Another reason for exaggerated screen failures is working with enrollment sites according to a flat-fee payment model wherein the site is paid for the total number of screens, regardless of whether or not the candidate is eligible. This motivation to simply earn the screening fee can inflate the screen failure rate.
5 ways to reduce screen failure rate
There are several ways sponsors and sites can reduce their screen failure rate. Five strategies are listed below.
1. Perform thorough pre-screening
Take full advantage of the pre-screening process to filter candidates before calling them to your site and involving your research team. Look to digital solutions and online platforms such as Power that can streamline your clinical trial pre-screening process and send through only those most likely to pass the final screening process and enroll.
2. Design patient-centric protocols
The more flexible the trial is for patients, and the more consideration is given to patient experience, the more willing participants will likely be to enroll in the trial. If a trial is sufficiently enticing, interested candidates are less likely to choose not to participate. Focus on designing patient-centric trial protocols that take the burden off your candidates and help them feel seen and valued.
3. Leverage decentralized technologies
Decentralizing your pre-screening, consent and screening processes can lower screen failures. Technologies such as eConsent not only help to engage and educate candidates, but also enable remote enrollment, thus widening your potential trial population.
4. Monitor screen failure rate and address problems identified
Monitor your screen failure rate throughout the enrollment process and aim to rectify problems as they arise. High pre-screen failures can highlight a lack of specificity in your clinical trial marketing, while higher screen failures across all sites can indicate problems with your screening protocol or overly restrictive inclusion/exclusion criteria.

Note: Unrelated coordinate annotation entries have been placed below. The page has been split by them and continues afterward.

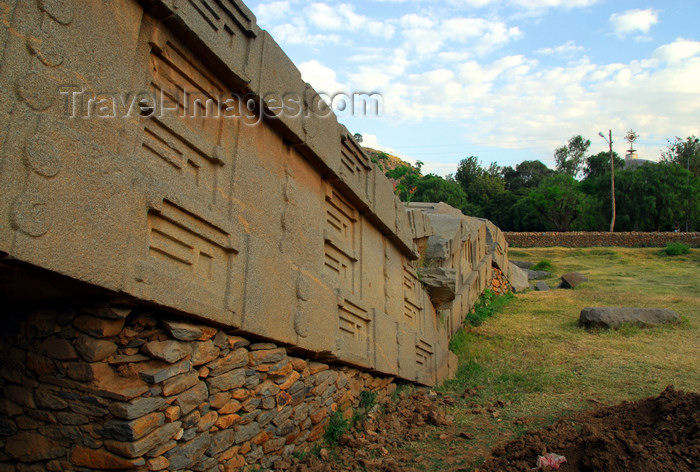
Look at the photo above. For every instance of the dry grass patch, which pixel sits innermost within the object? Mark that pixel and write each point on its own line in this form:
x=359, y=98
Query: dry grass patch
x=535, y=359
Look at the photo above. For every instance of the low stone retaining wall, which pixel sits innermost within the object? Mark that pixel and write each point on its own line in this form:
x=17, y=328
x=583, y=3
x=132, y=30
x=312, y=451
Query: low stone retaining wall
x=587, y=239
x=89, y=387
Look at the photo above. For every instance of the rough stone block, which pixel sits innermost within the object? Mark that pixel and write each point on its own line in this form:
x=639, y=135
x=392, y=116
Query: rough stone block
x=99, y=327
x=101, y=459
x=94, y=350
x=168, y=351
x=158, y=375
x=138, y=448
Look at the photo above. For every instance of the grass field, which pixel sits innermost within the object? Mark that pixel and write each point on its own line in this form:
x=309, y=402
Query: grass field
x=531, y=363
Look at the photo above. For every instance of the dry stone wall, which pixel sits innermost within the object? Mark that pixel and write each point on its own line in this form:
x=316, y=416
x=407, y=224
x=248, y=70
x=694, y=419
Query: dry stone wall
x=104, y=386
x=166, y=157
x=176, y=156
x=589, y=239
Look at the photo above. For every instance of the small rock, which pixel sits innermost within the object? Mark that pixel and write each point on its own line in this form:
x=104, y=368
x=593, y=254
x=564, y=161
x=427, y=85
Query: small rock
x=572, y=280
x=98, y=327
x=168, y=351
x=522, y=264
x=614, y=317
x=94, y=350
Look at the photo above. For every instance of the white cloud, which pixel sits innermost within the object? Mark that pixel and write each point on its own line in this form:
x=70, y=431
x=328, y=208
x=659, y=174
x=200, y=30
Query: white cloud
x=343, y=18
x=566, y=49
x=322, y=78
x=296, y=33
x=678, y=50
x=633, y=21
x=266, y=13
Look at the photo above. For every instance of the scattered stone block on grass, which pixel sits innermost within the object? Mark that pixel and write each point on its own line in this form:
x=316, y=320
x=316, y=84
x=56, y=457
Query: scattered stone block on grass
x=541, y=286
x=517, y=278
x=536, y=274
x=572, y=280
x=614, y=317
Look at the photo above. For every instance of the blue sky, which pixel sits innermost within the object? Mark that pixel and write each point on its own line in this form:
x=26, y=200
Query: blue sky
x=505, y=80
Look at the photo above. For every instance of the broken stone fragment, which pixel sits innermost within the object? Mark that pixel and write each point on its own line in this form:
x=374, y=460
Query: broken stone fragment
x=188, y=332
x=572, y=280
x=94, y=350
x=441, y=284
x=99, y=327
x=168, y=351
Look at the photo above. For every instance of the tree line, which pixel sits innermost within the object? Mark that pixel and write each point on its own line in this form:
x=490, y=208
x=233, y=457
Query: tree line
x=576, y=196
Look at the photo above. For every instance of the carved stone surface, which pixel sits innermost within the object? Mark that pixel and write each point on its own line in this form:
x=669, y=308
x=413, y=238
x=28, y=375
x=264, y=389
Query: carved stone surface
x=211, y=180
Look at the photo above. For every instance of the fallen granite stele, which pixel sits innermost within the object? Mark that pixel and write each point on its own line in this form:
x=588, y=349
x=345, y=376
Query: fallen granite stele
x=572, y=280
x=612, y=317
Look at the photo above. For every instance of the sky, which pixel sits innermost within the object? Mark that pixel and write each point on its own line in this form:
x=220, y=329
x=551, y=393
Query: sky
x=504, y=80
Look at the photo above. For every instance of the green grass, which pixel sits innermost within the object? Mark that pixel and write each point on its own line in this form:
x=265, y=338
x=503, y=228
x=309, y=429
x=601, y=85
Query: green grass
x=676, y=249
x=531, y=354
x=544, y=264
x=337, y=426
x=487, y=306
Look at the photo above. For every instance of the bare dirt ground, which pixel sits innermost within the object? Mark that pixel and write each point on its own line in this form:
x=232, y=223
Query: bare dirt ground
x=649, y=435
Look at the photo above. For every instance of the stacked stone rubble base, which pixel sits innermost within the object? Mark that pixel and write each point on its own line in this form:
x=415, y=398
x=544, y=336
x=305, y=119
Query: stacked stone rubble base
x=103, y=386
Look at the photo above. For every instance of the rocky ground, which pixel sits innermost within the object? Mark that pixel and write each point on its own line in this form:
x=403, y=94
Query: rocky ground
x=649, y=435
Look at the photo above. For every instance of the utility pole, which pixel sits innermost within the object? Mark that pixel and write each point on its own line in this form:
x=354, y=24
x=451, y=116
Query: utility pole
x=612, y=176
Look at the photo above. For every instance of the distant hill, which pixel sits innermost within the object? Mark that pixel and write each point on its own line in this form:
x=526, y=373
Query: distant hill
x=384, y=160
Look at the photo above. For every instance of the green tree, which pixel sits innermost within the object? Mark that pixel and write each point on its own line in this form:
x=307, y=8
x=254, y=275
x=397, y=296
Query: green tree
x=571, y=158
x=656, y=197
x=557, y=200
x=599, y=164
x=433, y=188
x=526, y=175
x=685, y=153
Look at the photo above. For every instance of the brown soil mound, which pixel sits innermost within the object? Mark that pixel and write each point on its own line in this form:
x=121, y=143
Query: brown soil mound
x=650, y=435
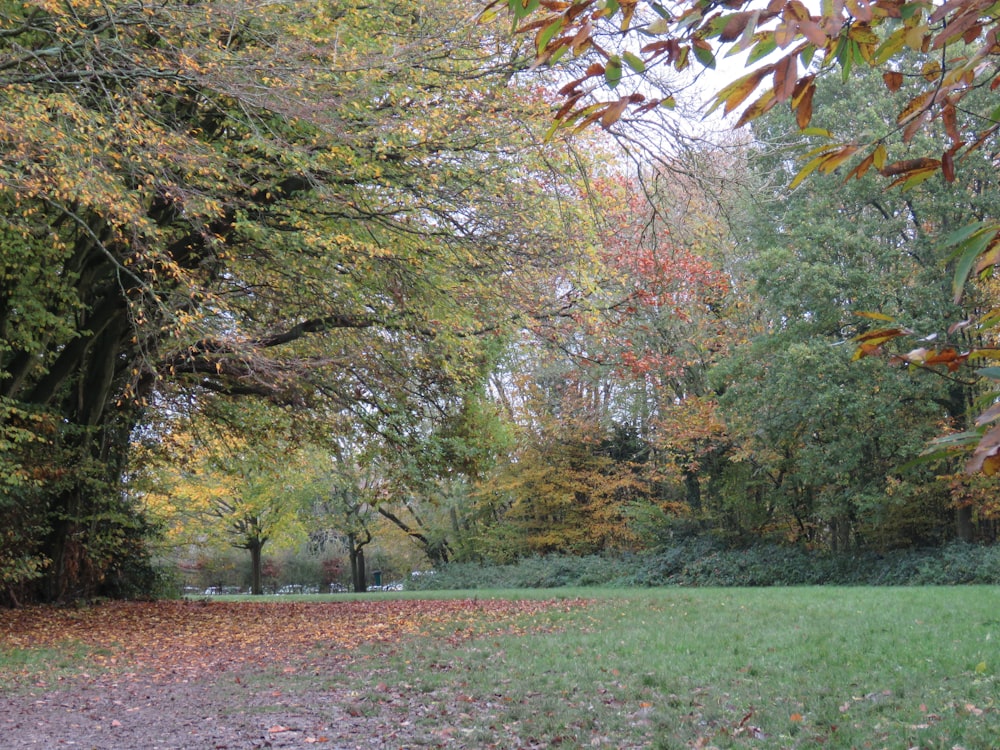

5. Establish an appropriate fee structure for screening
To avoid the issue of sites screening indiscriminately to obtain the screening fee, ensure an appropriate fee structure agreement with your enrollment site. Consider a performance-based payment scheme, then explicitly hash out the details and your expectations so you don’t end up paying more than you have budgeted and so the fee structure works out for the trial sites as well.
Screen failures are part of the clinical trial enrollment process and likely cannot be avoided completely. However, sponsors who are prepared with realistic expectations, well-designed protocols and eligibility criteria, and who leverage digital technologies to their advantage can minimize screen failure costs and keep their clinical trial recruitment on track.